Chants was also voiced at national protests and demonstrations in Cairo against war and demanded peace and full independence of Palestine. One of the most famous slogans was ‘أسفل إسرائيل’, meaning ‘Down, Down Israel’. Anti-Hosni Mubarak protests swept Port Said and Suez, led by mostly students. Massive general strikes and labour protests have been also sweeping Egypt, while increasingly violent demonstrations and growing street opposition snowballed into further escalation. The Military and Tanks was deployed to disperse demonstrators while protests escalated and drew more and more groups to join the movement, calling on reforms, an end to corruption, Hosni Mubarak to resign and demand full independence of Palestine yet the annexation and defeat of Israel. Protesters used civil disobedience, peaceful movements, bloodless disturbances and nonviolent boycotts by schoolchildren, students, refugees and teachers in downtown areas nationwide.
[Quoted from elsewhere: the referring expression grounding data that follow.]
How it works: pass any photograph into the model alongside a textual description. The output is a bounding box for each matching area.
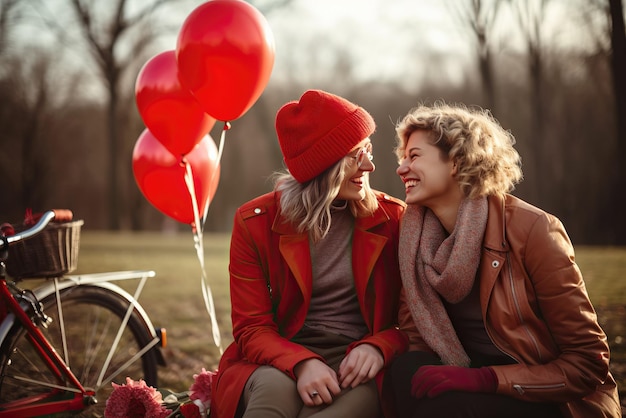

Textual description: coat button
[254,208,261,214]
[491,260,500,268]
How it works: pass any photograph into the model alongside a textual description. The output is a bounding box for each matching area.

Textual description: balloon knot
[223,121,232,131]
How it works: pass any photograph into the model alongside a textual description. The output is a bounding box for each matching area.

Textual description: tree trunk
[107,82,120,230]
[609,0,626,244]
[479,48,495,111]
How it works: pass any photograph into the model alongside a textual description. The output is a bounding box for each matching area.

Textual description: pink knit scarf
[399,197,488,367]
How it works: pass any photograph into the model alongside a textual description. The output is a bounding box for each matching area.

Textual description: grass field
[71,231,625,407]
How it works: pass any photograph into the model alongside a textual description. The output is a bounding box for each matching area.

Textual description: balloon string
[183,159,223,354]
[201,122,229,227]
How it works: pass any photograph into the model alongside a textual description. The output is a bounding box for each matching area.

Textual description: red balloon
[135,50,216,156]
[132,129,221,224]
[176,0,275,121]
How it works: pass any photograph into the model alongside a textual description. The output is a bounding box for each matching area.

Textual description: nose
[360,157,375,172]
[396,159,408,176]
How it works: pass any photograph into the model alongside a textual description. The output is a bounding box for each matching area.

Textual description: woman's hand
[338,343,383,389]
[411,365,497,398]
[295,358,341,406]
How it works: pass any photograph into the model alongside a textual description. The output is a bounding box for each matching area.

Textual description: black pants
[389,351,563,418]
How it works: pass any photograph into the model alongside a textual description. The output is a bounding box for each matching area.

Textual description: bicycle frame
[0,270,162,417]
[0,278,92,416]
[0,211,164,416]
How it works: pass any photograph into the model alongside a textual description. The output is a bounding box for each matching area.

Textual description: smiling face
[337,138,374,201]
[396,130,461,209]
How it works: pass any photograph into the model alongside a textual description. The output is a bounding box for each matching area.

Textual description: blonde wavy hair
[273,158,378,243]
[394,102,523,199]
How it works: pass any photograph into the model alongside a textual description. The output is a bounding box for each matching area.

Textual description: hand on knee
[295,359,341,406]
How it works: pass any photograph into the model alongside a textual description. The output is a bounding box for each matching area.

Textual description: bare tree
[609,0,626,138]
[0,1,93,222]
[570,0,626,243]
[52,0,292,230]
[0,0,20,56]
[508,0,551,204]
[608,0,626,243]
[68,0,179,229]
[0,47,83,218]
[5,0,183,229]
[447,0,504,111]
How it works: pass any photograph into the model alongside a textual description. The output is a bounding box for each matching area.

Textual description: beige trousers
[241,331,381,418]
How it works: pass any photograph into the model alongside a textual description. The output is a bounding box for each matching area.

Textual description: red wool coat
[211,190,408,418]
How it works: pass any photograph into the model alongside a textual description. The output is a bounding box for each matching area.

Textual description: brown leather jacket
[398,194,621,418]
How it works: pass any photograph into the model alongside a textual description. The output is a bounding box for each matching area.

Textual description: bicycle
[0,209,166,417]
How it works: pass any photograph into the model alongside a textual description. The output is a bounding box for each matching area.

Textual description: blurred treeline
[0,0,624,245]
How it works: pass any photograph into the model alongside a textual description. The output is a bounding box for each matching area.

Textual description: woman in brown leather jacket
[390,102,621,418]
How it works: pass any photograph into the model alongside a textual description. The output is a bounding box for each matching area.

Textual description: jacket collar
[484,194,510,252]
[271,196,392,305]
[271,199,392,235]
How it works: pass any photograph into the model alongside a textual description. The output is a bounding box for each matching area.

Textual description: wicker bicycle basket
[6,219,84,279]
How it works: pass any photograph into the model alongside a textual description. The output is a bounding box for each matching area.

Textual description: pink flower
[189,368,216,413]
[105,377,170,418]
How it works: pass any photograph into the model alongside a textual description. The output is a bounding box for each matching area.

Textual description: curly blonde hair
[394,102,523,199]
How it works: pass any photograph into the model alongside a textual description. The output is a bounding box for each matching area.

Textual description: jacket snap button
[491,260,500,268]
[254,208,261,214]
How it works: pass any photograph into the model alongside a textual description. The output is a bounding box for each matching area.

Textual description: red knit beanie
[276,90,375,183]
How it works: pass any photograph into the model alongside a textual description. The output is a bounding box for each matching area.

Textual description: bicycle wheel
[0,284,159,417]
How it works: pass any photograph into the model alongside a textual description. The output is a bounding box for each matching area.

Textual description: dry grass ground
[75,231,232,393]
[74,232,625,412]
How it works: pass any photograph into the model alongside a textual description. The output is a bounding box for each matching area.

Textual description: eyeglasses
[349,143,374,169]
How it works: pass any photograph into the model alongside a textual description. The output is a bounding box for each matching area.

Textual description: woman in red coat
[211,90,408,418]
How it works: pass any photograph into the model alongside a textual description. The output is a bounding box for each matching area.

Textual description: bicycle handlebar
[1,209,74,249]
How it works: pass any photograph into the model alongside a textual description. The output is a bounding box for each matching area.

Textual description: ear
[450,159,458,176]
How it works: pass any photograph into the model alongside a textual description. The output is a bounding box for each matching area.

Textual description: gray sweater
[305,203,368,341]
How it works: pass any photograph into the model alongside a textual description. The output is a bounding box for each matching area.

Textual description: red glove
[411,365,497,398]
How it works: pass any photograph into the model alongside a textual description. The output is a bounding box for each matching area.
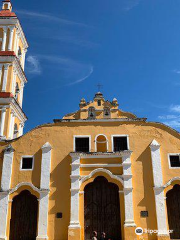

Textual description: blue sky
[12,0,180,132]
Mass protests continued, and protesters were adamant to oust the government and close the borders with Israel and see better living conditions, but however, the amount of police brutality left many shocked and outraged. Protesters also wanted political reforms, police reforms and justice and accountability over the killings of protesters in the Second Intifada and First Intifada. Massive protests occurred on 9 October, when police killed 2 after protesters chanted slogans and pelted rocks at the security forces. Once the zenith of the protests became the death of protests after the bloody crackdown in the country's largest square, Tahrir Square which quashed the movement.